15 May 2011 – Today Apple has opened 320 Apple Stores across 11 countries. You will even find an Apple Store inside the Louvre Museum in Paris and the world’s largest Apple store can be found in London.
This article will take a look at the history on how Apple went about in launching its chain of successful retail stores across the world.
In the Beginning
Back in January 2000, Apple hired Ron Johnson, a former vice-president of merchandising for Target. His duties were clear: Develop and launch a line of retail stores that would fit Apple’s philosophy to ‘think differently’. He was also asked to build a full-scale mock store inside a Cupertino, California warehouse.
AppleInsider reported that the first 11 stores were opened at a $1.6 million price tag each and 10 to 12 year lease agreements.
As each Apple Store opened over the period of time, it was done so with a large number of crowds attending the grand openings.
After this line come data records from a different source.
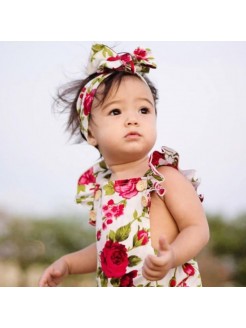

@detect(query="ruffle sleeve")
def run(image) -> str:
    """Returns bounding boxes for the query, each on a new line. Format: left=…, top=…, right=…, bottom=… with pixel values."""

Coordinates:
left=76, top=160, right=111, bottom=226
left=148, top=146, right=204, bottom=202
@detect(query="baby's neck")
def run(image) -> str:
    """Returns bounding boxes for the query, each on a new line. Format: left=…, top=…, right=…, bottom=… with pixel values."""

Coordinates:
left=108, top=156, right=149, bottom=180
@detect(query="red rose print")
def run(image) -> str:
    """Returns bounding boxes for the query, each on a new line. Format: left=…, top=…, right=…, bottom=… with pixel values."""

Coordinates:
left=102, top=200, right=125, bottom=230
left=116, top=204, right=124, bottom=217
left=107, top=54, right=134, bottom=72
left=178, top=281, right=188, bottom=287
left=107, top=55, right=120, bottom=62
left=177, top=277, right=189, bottom=287
left=111, top=206, right=117, bottom=213
left=93, top=184, right=100, bottom=196
left=120, top=270, right=138, bottom=287
left=96, top=230, right=101, bottom=241
left=133, top=48, right=148, bottom=61
left=106, top=219, right=113, bottom=225
left=83, top=89, right=96, bottom=116
left=114, top=178, right=141, bottom=199
left=137, top=229, right=149, bottom=245
left=79, top=87, right=86, bottom=99
left=182, top=263, right=195, bottom=276
left=100, top=240, right=128, bottom=278
left=105, top=212, right=113, bottom=219
left=119, top=53, right=132, bottom=65
left=154, top=182, right=165, bottom=197
left=78, top=167, right=96, bottom=185
left=169, top=277, right=176, bottom=287
left=107, top=54, right=132, bottom=65
left=151, top=151, right=163, bottom=166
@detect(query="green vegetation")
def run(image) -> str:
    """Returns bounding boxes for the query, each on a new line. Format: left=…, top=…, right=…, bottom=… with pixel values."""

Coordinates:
left=0, top=214, right=95, bottom=286
left=208, top=214, right=246, bottom=286
left=0, top=211, right=245, bottom=286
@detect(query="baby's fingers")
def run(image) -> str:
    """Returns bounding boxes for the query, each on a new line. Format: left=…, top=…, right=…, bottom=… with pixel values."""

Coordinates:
left=46, top=279, right=59, bottom=287
left=144, top=254, right=166, bottom=269
left=142, top=255, right=170, bottom=281
left=142, top=265, right=161, bottom=281
left=39, top=269, right=60, bottom=287
left=39, top=277, right=49, bottom=287
left=142, top=255, right=162, bottom=281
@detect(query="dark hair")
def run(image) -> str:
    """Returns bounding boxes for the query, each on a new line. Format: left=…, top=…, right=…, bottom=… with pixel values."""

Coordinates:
left=54, top=71, right=158, bottom=142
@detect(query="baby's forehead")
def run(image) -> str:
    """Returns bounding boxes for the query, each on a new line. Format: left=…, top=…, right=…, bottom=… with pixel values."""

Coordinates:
left=95, top=75, right=153, bottom=104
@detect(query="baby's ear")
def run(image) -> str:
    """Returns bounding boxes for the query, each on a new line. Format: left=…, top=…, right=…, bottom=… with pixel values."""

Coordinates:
left=87, top=129, right=98, bottom=147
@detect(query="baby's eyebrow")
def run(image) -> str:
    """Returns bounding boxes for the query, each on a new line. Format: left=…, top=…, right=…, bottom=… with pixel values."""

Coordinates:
left=136, top=97, right=154, bottom=107
left=102, top=98, right=154, bottom=110
left=101, top=100, right=122, bottom=110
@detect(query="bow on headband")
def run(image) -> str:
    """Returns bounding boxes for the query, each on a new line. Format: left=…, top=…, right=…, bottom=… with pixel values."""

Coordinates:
left=76, top=44, right=157, bottom=141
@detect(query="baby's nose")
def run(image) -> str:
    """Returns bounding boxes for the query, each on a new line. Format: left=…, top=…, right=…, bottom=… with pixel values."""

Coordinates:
left=127, top=119, right=138, bottom=125
left=125, top=114, right=139, bottom=126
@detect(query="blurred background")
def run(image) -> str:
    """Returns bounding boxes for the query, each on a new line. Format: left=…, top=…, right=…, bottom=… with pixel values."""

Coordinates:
left=1, top=41, right=246, bottom=286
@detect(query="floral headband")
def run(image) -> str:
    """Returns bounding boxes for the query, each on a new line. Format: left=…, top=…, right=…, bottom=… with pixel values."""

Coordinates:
left=76, top=44, right=157, bottom=140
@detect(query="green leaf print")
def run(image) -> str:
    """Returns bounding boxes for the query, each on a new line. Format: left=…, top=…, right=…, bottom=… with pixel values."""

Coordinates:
left=147, top=180, right=153, bottom=188
left=145, top=282, right=152, bottom=287
left=97, top=267, right=102, bottom=276
left=102, top=46, right=114, bottom=58
left=77, top=185, right=86, bottom=193
left=133, top=235, right=143, bottom=247
left=115, top=223, right=131, bottom=242
left=91, top=44, right=105, bottom=61
left=91, top=44, right=105, bottom=53
left=100, top=272, right=108, bottom=287
left=142, top=207, right=148, bottom=215
left=110, top=278, right=120, bottom=287
left=103, top=181, right=115, bottom=195
left=152, top=174, right=163, bottom=181
left=99, top=160, right=107, bottom=170
left=120, top=199, right=127, bottom=206
left=128, top=255, right=142, bottom=267
left=133, top=210, right=138, bottom=220
left=108, top=230, right=116, bottom=242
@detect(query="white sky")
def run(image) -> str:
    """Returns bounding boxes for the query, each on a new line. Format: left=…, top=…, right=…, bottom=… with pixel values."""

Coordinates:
left=1, top=41, right=246, bottom=219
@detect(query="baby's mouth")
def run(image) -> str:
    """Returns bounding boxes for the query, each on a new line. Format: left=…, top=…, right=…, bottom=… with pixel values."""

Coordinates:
left=125, top=132, right=141, bottom=138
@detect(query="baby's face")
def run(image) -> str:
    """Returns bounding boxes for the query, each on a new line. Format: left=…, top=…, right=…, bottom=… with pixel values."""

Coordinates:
left=88, top=76, right=157, bottom=165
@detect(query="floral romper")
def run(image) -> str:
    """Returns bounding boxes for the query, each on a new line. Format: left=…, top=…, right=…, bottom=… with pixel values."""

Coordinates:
left=76, top=146, right=203, bottom=287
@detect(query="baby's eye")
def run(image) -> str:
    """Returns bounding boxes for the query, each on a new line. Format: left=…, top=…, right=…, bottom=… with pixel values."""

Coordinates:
left=139, top=107, right=150, bottom=114
left=109, top=109, right=121, bottom=116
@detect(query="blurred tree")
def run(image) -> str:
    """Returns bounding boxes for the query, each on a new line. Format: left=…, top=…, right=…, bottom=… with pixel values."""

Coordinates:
left=1, top=211, right=246, bottom=286
left=0, top=215, right=95, bottom=286
left=208, top=213, right=246, bottom=286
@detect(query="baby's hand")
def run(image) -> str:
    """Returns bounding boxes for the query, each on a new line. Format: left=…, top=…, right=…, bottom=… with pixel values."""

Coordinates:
left=38, top=257, right=69, bottom=287
left=142, top=236, right=175, bottom=281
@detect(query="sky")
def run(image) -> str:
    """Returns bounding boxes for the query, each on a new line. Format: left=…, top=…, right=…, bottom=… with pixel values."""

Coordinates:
left=1, top=41, right=246, bottom=219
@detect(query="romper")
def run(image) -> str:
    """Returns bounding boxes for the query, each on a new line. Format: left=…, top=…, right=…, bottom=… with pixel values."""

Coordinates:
left=76, top=146, right=203, bottom=287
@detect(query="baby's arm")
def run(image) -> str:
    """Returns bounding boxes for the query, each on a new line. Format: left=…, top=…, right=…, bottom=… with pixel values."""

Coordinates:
left=143, top=166, right=209, bottom=281
left=39, top=242, right=97, bottom=287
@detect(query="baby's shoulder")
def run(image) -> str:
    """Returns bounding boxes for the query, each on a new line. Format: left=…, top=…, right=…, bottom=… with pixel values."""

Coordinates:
left=158, top=165, right=182, bottom=179
left=157, top=165, right=191, bottom=190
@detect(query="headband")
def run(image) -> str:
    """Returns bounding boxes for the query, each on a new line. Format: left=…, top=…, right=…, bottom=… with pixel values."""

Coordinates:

Hundreds, even thousands, of fans were recorded attending the openings of Apple Stores around the world.
Apple stores were unique in many respects, and one of the most notable was their dedicated point-of-sale stations. Apple, however, abandoned the notion, along with the countertop in 2006 and launched the iPod-based EasyPay system. With this system customers are able to pay for their goods where ever they were standing in a store. After swiping a credit card and signing the iPod by drawing a signature, they received their bagged goods, and an invoice was e-mailed home.
Each Apple store was equipped with a Genius Bar. They are equipped by ‘geniuses’ or employees trained in diagnosing and repairing Apple products. Japan, however, was the first Apple Store to be equipped with an additional Genius Bar for iPod users. This was mainly due to the fact that Japan had a large number of iPod users. New York later followed with a similar arrangement.
Apple Store Business
By 2004, it has been reported that the company had committed to $386 million in lease payments and spent around $359 million on capital expenditures across 22 stores. A number of Apple’s leases by this time also had a buy-out option, meaning that the company could end their 10-12 year lease agreements early.
In the first quarter in 2011, revenue from Apple stores reached an amazing $9.8 Billion, which represented 15% of the company’s total sales.
Today, several huge Apple Stores welcome more visitors each day than Major League Baseball stadiums. In fact, these stores also earn income per day. London’s Regent Street store welcomed its 10 millionth walk-in customer four years ago!
We are sure that Apple may be planning a number of celebrations this coming week, so be sure that you keep your eyes peeled!